WASHINGTON, Sept 21 (Reuters) - The U.S. government has taken the first step toward possibly limiting flights as early as next summer at New York’s John F. Kennedy airport, one of the busiest and one of the worst for delays and congestion.
The Federal Aviation Administration has taken the rare early step of asking major carriers for their JFK scheduling information for next spring and summer, according to a regulatory notice obtained by Reuters.
A similar request also was sent to airlines at New Jersey’s Newark international airport, another location hit hard by delays this year.
Airlines must respond to both requests by Oct. 11.
The FAA only reviews schedule information this far in advance at a handful of airports nationally, and only controls flight operations at two, New York LaGuardia and Chicago O’Hare.
“We want to determine if there will be periods where scheduling exceeds capacity,” said FAA spokeswoman Laura Brown.
The scheduling request, Brown said, does not mean the agency has decided to limit flight operations.
But the FAA said in its notice to airlines: “This could result in operational limits during peak hours.”
JetBlue Airways JBLU.O is based at JFK and Delta Air Lines DAL.N operates two terminals there. In a statement, JetBlue said it supported FAA efforts aimed at "getting ahead of congestion" and encouraged the agency to immediately convene a meeting of airlines to discuss scheduling.
“We look to their leadership to help resolve congestion issues,” JetBlue said.
American Airlines AMR.N operates international and some domestic service at Kennedy. United Airlines UAUA.O has significantly reduced its presence at JFK.
The International Air Transport Association, which represents international carriers, said the status quo of delays was not acceptable, noting that airlines waste fuel and emit more emissions if arrival and departure times are extended. About 100 international carriers serve JFK.
“By reviewing schedules in advance, we hope this will help FAA and Port Authority improve efficiency and better plan for the peak operations next summer,” an IATA spokesman said.
Flight delays and departures are on a record pace for 2007, prompting consumer dissatisfaction and congressional attention to airline service.
Airlines are trying to maximize revenues to keep their modest recovery on track and would not welcome government interference.
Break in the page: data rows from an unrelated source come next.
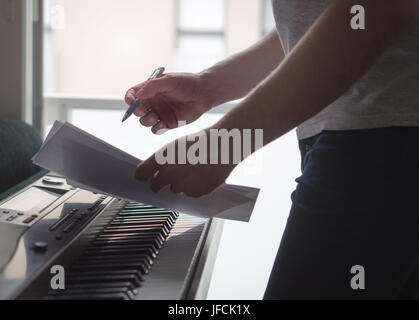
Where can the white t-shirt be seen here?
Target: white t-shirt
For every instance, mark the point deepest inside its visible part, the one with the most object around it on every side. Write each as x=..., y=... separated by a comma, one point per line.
x=387, y=96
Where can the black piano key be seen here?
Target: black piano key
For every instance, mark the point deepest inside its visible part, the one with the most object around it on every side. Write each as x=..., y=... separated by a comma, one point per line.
x=145, y=260
x=95, y=285
x=113, y=265
x=141, y=267
x=116, y=246
x=109, y=273
x=92, y=296
x=141, y=222
x=111, y=257
x=139, y=230
x=128, y=235
x=143, y=240
x=122, y=251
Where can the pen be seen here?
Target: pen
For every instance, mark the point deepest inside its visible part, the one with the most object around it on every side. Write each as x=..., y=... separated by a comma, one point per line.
x=156, y=74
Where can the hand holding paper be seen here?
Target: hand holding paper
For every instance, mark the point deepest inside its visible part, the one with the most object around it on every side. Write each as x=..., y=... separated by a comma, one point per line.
x=92, y=164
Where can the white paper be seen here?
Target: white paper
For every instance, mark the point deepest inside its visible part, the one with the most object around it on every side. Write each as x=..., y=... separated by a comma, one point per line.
x=89, y=163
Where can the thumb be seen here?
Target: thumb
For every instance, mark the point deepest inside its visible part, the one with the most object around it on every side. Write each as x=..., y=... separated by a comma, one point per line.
x=156, y=86
x=146, y=169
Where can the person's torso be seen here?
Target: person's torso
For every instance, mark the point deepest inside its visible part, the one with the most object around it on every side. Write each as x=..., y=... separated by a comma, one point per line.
x=388, y=95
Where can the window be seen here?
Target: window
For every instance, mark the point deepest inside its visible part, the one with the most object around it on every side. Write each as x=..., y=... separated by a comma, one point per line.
x=268, y=20
x=200, y=34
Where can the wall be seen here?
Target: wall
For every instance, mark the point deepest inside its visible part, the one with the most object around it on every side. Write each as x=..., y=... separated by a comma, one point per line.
x=11, y=59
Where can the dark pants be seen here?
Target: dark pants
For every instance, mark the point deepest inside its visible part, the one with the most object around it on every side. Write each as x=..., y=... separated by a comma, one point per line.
x=356, y=204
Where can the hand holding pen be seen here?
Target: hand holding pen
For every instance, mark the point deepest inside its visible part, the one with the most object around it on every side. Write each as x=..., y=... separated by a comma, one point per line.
x=161, y=103
x=134, y=105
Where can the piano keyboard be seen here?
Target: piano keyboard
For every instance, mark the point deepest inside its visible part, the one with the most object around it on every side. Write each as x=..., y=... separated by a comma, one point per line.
x=125, y=245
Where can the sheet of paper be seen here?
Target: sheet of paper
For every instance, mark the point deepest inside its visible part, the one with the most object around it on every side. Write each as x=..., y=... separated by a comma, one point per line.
x=92, y=164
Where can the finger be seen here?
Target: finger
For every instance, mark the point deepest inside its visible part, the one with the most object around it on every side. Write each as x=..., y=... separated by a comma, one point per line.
x=160, y=128
x=159, y=181
x=130, y=95
x=155, y=86
x=150, y=120
x=165, y=112
x=175, y=189
x=146, y=169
Carriers argue they are just meeting demand and that other aviation operations, like corporate jets, play a role in congestion, especially in New York.
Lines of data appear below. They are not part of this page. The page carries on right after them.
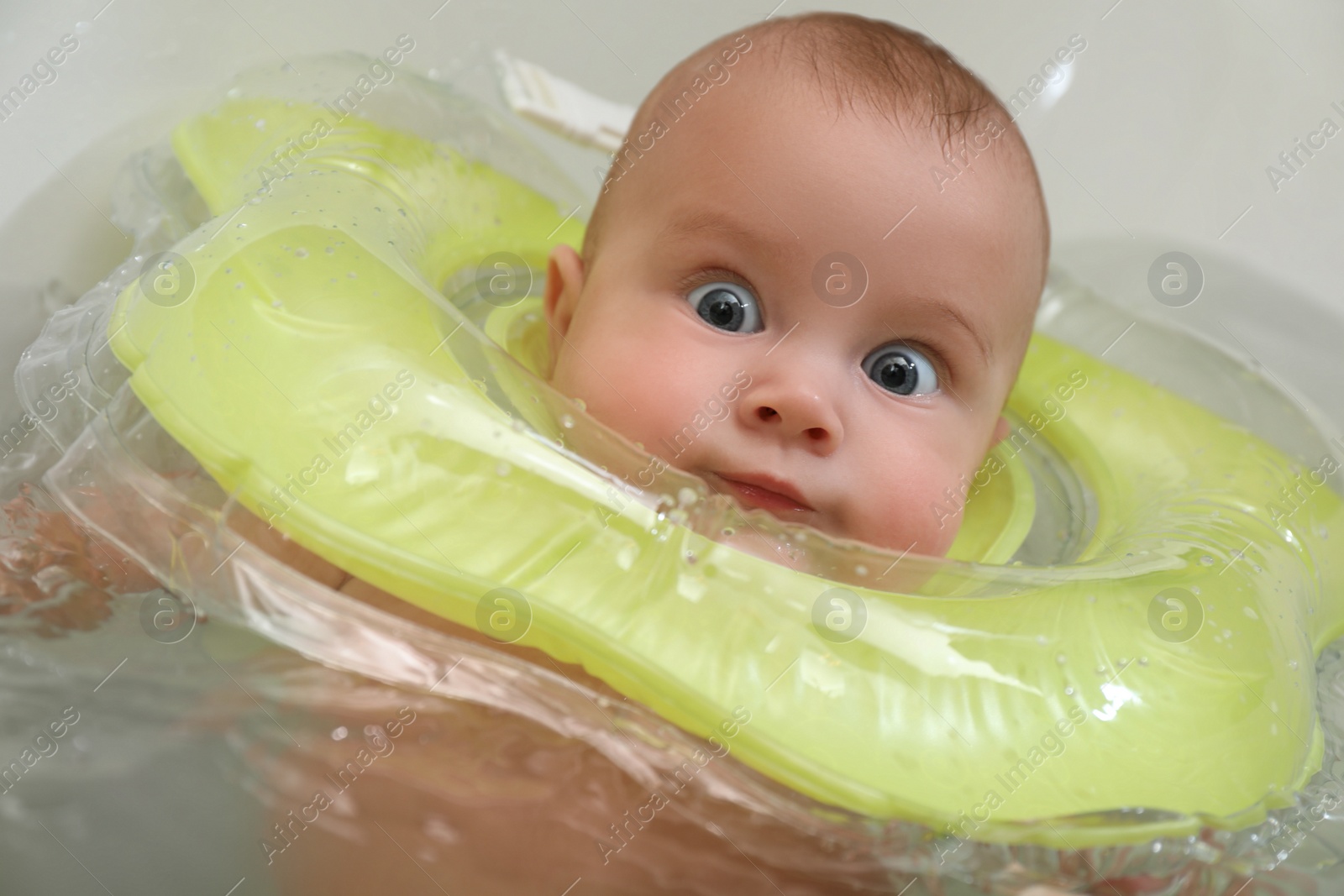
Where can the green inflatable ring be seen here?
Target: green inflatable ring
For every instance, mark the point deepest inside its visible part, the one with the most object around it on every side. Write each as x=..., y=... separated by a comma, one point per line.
x=300, y=347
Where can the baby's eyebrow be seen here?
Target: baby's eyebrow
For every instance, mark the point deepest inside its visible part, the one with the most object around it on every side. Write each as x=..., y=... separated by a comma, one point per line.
x=952, y=315
x=690, y=224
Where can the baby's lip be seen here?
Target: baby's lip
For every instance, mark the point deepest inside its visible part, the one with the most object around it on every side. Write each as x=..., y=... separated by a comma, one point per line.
x=765, y=492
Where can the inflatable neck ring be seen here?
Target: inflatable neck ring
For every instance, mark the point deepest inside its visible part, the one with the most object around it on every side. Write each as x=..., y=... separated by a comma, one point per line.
x=1120, y=647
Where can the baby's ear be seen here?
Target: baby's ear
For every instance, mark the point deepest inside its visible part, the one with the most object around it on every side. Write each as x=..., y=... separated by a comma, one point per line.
x=1000, y=432
x=564, y=285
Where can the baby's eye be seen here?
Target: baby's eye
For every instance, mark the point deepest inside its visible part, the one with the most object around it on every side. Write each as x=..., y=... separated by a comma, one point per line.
x=900, y=369
x=726, y=305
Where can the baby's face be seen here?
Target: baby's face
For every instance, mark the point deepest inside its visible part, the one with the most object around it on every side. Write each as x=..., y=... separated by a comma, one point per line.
x=717, y=327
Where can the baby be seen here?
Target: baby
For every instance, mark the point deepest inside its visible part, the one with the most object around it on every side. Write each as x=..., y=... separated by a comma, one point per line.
x=831, y=228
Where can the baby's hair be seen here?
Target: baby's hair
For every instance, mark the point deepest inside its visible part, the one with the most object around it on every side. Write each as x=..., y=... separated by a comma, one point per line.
x=900, y=74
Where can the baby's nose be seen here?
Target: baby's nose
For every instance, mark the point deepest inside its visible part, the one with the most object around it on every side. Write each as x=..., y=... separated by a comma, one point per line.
x=795, y=411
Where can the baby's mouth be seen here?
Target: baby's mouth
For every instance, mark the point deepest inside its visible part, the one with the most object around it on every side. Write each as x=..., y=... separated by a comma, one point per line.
x=764, y=492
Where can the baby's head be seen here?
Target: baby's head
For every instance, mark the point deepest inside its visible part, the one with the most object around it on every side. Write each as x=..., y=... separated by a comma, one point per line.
x=811, y=277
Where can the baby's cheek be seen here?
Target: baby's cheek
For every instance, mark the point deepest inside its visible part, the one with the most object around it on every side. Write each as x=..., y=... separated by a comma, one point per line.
x=624, y=385
x=921, y=510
Major airlines nationally operated more than 4.3 million flights for the first seven months of 2007, and reported 1.08 million delays. More than 106,000 flights have been canceled. In July alone, airlines scheduled a record number of flights, more than 647,000.
Airline operations at JFK jumped 23 percent between October 2006 and July 2007 compared to the same period a year earlier, Transportation Department figures show.
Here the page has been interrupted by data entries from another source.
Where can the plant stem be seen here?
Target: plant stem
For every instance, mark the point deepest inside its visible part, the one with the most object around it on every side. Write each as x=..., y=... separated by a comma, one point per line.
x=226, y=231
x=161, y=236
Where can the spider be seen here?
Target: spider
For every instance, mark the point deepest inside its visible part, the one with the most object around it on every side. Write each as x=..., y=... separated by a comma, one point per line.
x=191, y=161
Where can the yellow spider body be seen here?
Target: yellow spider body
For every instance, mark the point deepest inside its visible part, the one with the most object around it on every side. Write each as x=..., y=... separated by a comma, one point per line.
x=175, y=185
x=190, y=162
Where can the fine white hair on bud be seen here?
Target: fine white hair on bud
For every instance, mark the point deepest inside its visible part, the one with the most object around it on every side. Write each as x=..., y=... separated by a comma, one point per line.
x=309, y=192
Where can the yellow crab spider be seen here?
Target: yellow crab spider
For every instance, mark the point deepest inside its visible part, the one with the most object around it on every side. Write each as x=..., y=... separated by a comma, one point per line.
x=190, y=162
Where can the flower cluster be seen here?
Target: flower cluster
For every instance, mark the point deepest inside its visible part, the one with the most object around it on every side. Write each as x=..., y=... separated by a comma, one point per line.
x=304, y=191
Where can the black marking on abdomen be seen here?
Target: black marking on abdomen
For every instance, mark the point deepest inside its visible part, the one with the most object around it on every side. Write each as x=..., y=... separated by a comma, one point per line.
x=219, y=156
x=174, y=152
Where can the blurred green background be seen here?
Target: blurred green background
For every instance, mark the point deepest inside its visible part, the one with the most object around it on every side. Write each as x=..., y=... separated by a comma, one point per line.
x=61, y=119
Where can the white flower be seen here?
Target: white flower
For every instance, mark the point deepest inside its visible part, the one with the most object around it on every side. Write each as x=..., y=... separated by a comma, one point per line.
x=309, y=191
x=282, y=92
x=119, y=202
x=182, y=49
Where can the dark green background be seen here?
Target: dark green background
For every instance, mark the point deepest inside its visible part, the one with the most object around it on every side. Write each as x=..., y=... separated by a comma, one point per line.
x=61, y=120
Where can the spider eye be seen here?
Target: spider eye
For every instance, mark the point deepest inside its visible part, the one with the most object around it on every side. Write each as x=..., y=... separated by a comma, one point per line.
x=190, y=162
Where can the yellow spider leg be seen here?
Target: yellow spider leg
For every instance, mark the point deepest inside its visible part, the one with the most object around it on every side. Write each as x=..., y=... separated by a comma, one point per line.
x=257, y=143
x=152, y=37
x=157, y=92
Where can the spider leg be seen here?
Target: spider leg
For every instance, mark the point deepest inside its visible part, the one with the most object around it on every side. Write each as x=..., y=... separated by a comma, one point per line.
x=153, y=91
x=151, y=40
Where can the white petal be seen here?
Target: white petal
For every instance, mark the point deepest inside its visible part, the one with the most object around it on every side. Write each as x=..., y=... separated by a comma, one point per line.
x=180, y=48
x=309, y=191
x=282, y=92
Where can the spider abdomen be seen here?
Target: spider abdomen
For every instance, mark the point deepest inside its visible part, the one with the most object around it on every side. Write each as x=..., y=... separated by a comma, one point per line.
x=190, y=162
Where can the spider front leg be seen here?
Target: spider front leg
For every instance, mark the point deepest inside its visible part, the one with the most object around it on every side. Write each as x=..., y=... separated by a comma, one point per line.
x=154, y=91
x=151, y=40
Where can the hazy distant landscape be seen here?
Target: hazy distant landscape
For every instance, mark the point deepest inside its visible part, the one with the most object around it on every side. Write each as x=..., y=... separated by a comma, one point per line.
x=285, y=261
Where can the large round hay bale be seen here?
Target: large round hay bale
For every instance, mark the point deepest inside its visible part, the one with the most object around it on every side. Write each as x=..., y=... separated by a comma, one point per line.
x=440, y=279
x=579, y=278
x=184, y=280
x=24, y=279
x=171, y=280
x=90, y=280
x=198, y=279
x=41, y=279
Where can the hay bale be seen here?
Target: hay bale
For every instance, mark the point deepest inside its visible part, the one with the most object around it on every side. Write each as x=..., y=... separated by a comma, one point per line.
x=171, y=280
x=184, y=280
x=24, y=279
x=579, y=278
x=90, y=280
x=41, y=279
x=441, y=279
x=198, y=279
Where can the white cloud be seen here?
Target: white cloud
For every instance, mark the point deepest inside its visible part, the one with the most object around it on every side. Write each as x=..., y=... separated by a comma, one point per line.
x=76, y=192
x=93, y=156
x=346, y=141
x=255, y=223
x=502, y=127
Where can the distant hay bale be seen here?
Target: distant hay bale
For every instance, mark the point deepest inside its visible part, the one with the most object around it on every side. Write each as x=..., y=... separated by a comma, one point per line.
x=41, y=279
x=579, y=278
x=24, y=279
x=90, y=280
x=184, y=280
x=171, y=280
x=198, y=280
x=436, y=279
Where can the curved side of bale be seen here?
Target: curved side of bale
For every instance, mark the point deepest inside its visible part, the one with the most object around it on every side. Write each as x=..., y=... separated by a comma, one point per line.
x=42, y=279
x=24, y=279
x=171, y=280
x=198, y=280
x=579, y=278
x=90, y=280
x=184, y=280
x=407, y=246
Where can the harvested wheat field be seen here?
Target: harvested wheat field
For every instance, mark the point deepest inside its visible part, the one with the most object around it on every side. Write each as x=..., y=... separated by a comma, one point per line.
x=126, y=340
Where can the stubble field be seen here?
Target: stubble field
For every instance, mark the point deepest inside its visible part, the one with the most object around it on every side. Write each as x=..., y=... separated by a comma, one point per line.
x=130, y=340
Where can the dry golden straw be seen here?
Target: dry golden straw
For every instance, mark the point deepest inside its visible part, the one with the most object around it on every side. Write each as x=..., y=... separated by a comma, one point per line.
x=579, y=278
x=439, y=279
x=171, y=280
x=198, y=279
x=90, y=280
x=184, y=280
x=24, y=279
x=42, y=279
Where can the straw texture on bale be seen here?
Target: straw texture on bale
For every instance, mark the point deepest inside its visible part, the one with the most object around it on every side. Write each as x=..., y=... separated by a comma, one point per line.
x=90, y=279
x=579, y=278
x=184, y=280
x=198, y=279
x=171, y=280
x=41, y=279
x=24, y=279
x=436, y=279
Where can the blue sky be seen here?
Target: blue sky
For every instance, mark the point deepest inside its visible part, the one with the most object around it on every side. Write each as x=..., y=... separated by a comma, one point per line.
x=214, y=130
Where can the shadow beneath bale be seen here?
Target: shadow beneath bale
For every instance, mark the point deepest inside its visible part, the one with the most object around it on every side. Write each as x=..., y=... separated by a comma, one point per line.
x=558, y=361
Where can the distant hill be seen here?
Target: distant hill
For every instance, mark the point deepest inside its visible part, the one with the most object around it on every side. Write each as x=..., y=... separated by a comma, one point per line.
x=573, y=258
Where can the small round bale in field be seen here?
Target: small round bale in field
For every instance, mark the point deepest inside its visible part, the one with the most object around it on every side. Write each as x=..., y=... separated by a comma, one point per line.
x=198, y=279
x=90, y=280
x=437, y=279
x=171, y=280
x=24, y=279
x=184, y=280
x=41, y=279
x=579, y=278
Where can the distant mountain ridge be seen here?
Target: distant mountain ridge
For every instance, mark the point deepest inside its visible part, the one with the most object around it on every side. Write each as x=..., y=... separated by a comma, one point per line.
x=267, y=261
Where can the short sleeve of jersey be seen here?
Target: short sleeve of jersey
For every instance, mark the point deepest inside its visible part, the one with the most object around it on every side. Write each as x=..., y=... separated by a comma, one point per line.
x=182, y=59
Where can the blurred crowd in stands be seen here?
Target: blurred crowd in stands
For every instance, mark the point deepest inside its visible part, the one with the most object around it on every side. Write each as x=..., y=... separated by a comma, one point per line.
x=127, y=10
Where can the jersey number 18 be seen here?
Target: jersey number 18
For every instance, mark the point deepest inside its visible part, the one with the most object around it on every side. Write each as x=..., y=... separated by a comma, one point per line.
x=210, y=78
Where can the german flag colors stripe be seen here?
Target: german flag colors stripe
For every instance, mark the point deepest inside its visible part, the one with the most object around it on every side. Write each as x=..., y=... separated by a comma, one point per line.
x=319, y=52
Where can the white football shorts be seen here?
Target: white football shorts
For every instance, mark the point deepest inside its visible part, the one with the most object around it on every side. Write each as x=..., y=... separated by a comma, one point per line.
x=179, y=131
Average daily arrivals with delays greater than one hour at JFK increased 114 percent and the airport’s on-time arrival rate fell from 69.7 percent to 61.2 percent. JFK’s arrival rate in July alone was the worst of any major airport, 57 percent.
Marion Blakey, whose term as FAA administrator ended earlier this month, said in a speech before she left office that airlines needed to “take a step back” on scheduling, especially in the East, or the FAA could intervene.
According to the notice, the FAA wants to review scheduling between March and November 2008, particularly during the 7 a.m. to 10 a.m. and the 2 p.m. to 10 p.m. slots. Those periods are peak times for business travel.